Translation from Spanish:

Olivia Newton-John: Consumer music on her latest album

Christmas is the most anticipated time of year for record labels. This is when the most records are sold, and therefore, there is always a veritable avalanche of new releases and a more than clear promotional pressure to encourage the public to consume. The most anticipated albums, the most opportunistic compilations, and the multi-million dollar television campaigns usually burst onto the market with greater force a few weeks before these holidays with a marked consumerist accent. At Christmas, everything sells out, so you have to take advantage.

Based on these market premises, publishers, in a show of generosity, release the “hits” albums of their most prominent artists. On the national level, compilations by Víctor Manuel, Miguel Bosé, Camilo Sesto, and Plácido Domingo have appeared; and on the international level, couplets by Charles Aznavour, the Beatles, John Lennon, and Olivia Newton-John.

The eternally young girl from “GREASE” and “XANADU” didn’t have a new album ready, and her record label has put together one with previously recorded songs and two new tracks: “TIED UP” and “HEART ATTACK,” the latter currently charting in the US and Austria.

Her latest recording is a very well-crafted marketing ploy.

Using these two new songs as a promotional weapon, EMI is trying to sell us the old ones at an excessively high price: 900 pesetas.

A very calculated commercial ploy. “Olivia Newton-John’s “Greatest Hits,” or rather, the twenty songs that EMI has collected on this album, summarize, in a somewhat light hearted way, the blonde singer’s career.

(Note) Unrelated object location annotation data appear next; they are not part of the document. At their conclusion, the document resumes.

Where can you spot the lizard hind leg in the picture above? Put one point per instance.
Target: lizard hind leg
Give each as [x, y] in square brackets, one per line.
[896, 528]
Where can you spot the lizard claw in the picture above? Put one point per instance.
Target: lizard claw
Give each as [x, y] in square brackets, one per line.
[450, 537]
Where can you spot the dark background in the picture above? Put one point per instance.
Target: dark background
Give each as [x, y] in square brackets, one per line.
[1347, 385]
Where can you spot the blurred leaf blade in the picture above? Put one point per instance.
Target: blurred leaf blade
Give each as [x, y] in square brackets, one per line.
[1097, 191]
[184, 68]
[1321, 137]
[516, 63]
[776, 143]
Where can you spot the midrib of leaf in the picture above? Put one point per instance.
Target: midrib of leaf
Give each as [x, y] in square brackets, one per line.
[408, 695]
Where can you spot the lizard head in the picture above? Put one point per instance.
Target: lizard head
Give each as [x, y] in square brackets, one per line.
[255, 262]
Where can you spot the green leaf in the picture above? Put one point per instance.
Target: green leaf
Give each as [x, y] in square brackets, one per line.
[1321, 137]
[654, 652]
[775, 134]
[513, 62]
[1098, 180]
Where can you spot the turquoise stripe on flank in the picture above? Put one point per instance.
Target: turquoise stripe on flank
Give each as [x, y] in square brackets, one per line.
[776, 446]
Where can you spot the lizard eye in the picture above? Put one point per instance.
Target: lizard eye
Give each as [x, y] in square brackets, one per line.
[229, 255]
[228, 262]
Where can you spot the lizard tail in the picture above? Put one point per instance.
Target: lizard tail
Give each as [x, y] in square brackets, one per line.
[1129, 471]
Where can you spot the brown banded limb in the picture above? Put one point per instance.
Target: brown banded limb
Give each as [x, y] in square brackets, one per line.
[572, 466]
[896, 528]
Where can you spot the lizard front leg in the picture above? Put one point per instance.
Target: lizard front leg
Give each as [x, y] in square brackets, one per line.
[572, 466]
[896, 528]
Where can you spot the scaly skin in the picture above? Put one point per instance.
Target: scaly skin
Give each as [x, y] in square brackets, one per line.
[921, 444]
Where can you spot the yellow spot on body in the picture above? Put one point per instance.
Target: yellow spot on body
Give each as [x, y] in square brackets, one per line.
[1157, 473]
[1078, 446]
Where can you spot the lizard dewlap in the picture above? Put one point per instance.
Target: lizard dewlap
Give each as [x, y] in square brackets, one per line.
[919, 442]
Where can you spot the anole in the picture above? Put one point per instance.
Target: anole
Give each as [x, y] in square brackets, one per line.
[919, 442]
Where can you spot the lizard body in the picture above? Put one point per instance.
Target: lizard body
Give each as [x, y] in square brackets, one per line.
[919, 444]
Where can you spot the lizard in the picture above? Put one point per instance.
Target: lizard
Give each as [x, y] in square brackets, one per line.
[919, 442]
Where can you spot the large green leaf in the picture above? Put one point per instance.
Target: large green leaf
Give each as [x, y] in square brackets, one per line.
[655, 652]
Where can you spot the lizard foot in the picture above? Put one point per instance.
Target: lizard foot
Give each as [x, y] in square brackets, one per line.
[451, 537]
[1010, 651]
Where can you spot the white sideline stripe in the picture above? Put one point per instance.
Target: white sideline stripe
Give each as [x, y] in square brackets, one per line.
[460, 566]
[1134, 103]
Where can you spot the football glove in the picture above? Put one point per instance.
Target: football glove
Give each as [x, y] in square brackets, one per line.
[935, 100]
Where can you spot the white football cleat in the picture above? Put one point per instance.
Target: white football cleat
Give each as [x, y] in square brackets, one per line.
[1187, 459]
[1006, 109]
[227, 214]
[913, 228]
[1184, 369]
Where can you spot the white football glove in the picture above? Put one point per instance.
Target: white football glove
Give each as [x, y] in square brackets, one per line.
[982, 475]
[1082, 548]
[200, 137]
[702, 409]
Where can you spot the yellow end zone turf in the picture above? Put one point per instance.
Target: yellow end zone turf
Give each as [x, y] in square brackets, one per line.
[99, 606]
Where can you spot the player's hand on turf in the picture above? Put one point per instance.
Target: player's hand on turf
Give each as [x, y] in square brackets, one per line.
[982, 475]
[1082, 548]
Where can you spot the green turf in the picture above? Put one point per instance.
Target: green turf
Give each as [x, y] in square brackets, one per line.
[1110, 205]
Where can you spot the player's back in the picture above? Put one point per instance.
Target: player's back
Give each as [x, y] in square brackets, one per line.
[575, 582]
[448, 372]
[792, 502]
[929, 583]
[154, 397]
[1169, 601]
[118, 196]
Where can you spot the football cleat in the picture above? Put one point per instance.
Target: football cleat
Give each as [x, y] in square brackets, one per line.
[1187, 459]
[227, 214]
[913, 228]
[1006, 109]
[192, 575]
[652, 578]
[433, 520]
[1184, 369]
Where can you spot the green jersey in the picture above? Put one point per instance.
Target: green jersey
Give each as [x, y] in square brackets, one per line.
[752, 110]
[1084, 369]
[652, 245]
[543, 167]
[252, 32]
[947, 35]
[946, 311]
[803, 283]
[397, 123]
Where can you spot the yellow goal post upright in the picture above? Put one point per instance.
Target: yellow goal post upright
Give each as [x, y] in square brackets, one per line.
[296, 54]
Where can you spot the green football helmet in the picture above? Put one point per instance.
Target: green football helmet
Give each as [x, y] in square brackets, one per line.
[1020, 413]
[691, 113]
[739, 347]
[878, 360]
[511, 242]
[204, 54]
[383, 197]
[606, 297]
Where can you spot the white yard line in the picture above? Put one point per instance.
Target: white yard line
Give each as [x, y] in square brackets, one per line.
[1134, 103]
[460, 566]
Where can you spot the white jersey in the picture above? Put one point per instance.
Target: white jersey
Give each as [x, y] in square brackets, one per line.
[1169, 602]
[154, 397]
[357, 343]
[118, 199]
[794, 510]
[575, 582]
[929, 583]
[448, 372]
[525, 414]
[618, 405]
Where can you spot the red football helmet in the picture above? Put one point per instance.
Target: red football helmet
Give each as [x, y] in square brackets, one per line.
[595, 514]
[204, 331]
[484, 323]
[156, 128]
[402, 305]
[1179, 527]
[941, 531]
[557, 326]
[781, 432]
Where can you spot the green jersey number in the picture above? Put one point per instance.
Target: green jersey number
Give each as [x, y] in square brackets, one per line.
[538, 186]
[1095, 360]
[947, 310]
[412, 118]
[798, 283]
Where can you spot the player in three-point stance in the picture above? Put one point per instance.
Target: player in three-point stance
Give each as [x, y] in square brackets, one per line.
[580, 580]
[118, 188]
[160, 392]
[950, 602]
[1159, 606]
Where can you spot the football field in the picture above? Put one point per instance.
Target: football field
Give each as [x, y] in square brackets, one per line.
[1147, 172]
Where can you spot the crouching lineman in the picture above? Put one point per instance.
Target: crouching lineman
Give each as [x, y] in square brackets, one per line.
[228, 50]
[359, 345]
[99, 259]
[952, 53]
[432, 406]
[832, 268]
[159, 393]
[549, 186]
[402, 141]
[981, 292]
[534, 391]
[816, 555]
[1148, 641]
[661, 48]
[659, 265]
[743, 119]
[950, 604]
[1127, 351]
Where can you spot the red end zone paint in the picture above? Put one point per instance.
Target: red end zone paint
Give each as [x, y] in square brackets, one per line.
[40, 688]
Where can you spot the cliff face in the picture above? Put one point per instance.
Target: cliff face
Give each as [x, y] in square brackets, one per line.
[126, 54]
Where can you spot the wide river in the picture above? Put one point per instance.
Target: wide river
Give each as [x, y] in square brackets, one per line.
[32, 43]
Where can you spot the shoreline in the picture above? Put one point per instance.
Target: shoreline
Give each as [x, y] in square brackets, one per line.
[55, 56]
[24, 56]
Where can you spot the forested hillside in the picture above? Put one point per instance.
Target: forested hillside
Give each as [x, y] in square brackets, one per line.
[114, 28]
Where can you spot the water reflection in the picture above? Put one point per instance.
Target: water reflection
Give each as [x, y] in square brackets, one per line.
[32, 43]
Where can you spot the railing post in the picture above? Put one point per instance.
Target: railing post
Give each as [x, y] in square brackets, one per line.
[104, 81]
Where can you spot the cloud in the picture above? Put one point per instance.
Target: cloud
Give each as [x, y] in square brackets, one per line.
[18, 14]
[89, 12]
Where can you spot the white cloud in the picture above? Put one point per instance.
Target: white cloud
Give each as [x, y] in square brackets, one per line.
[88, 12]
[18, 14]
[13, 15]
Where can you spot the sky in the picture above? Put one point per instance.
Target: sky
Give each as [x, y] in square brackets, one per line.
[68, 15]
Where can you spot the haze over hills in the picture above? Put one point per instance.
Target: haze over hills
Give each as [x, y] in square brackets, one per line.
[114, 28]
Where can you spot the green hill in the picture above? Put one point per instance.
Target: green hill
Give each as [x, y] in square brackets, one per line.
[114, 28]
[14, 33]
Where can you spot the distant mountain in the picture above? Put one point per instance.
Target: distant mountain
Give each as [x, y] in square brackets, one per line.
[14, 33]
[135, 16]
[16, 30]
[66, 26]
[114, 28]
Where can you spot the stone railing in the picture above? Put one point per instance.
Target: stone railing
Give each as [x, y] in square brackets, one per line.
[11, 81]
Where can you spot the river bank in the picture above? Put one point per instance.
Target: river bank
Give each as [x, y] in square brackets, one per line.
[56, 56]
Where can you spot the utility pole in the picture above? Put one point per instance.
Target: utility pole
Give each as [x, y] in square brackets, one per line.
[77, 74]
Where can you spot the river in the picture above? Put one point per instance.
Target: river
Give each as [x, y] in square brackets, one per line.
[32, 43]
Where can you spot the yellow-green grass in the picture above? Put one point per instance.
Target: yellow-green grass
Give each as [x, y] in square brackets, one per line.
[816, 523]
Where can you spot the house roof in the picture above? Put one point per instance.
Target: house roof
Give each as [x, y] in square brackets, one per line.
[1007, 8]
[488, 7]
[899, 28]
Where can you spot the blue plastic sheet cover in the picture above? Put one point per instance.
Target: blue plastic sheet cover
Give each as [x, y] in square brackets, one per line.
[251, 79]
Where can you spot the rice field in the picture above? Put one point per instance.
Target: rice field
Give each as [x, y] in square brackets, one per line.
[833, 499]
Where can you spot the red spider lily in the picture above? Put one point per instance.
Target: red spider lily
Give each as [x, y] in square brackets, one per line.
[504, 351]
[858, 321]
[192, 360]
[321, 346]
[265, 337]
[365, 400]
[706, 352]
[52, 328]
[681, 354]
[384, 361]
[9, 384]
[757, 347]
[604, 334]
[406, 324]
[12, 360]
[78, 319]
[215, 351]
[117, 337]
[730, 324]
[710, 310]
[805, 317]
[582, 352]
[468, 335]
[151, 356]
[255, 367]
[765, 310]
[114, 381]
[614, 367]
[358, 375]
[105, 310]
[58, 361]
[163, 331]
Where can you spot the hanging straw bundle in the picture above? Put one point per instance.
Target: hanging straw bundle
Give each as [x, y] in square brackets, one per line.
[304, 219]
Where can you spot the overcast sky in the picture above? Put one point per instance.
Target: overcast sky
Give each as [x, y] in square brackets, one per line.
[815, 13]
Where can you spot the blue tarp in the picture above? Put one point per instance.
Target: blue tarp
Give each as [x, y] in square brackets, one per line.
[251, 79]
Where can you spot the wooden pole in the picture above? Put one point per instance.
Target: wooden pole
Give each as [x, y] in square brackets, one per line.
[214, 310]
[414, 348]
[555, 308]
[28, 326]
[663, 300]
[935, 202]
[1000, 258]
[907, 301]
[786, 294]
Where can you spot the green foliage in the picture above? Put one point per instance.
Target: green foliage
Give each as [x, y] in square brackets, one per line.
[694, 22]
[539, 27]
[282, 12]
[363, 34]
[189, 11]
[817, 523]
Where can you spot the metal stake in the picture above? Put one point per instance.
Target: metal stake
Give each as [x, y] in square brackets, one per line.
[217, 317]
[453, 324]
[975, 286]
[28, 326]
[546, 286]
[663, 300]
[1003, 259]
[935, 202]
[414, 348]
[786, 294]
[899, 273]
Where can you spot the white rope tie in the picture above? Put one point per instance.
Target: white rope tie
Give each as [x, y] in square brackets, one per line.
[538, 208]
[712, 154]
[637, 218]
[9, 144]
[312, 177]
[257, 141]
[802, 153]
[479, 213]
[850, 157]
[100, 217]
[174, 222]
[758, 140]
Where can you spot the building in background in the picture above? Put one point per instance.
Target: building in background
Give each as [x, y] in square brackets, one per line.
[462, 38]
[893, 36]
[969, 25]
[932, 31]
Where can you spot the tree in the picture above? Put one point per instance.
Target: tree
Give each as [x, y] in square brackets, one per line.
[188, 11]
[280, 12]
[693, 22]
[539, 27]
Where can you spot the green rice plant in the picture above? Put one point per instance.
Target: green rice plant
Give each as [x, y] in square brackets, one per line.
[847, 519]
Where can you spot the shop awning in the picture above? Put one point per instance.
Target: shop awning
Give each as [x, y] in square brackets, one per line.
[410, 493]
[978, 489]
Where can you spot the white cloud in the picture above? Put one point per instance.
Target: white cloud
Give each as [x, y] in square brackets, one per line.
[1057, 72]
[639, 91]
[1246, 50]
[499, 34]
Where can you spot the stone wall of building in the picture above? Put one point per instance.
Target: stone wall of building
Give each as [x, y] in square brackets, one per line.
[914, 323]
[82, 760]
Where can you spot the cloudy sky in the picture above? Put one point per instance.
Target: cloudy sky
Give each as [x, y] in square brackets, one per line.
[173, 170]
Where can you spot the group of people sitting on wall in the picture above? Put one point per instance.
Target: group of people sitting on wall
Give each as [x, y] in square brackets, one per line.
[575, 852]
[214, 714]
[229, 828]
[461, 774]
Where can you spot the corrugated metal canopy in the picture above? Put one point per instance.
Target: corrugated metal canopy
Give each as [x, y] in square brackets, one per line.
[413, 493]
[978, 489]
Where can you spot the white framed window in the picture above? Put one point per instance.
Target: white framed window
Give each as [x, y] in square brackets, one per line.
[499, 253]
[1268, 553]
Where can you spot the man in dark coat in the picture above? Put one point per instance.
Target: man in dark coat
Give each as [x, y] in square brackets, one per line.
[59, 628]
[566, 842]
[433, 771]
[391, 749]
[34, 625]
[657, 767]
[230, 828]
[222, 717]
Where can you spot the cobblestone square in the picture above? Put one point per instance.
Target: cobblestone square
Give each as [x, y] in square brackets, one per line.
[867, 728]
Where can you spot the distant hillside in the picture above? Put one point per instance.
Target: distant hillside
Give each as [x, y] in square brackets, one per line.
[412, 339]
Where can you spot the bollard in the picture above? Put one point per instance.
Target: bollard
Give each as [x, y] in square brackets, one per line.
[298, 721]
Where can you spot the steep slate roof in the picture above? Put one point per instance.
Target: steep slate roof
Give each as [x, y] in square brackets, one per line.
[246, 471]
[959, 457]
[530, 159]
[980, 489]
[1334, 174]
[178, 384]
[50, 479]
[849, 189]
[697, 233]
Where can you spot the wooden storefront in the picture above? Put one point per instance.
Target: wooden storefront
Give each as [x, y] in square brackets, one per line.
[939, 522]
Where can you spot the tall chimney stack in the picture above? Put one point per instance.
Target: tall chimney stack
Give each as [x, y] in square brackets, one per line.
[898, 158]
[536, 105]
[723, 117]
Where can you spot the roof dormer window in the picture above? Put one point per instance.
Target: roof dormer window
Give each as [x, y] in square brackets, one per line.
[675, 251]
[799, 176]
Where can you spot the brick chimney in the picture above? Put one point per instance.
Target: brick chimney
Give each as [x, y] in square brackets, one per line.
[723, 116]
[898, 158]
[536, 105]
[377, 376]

Here are “If Not For You” and “Banks of the Ohio” from her early days (1971); “Take Me Home, Country Roads” and “I Honestly Love You” from her “country” period (1974); the unforgettable “You’re the One That I Want” and “Summer Nights” from the film “Grease” (1978); the cheesy “Xanadu” from the film of the same name (1980); and her most recent “Physical” from the album released last year.

Songs for all tastes on a consumer album that, by no means, are not worth what they try to charge us for it.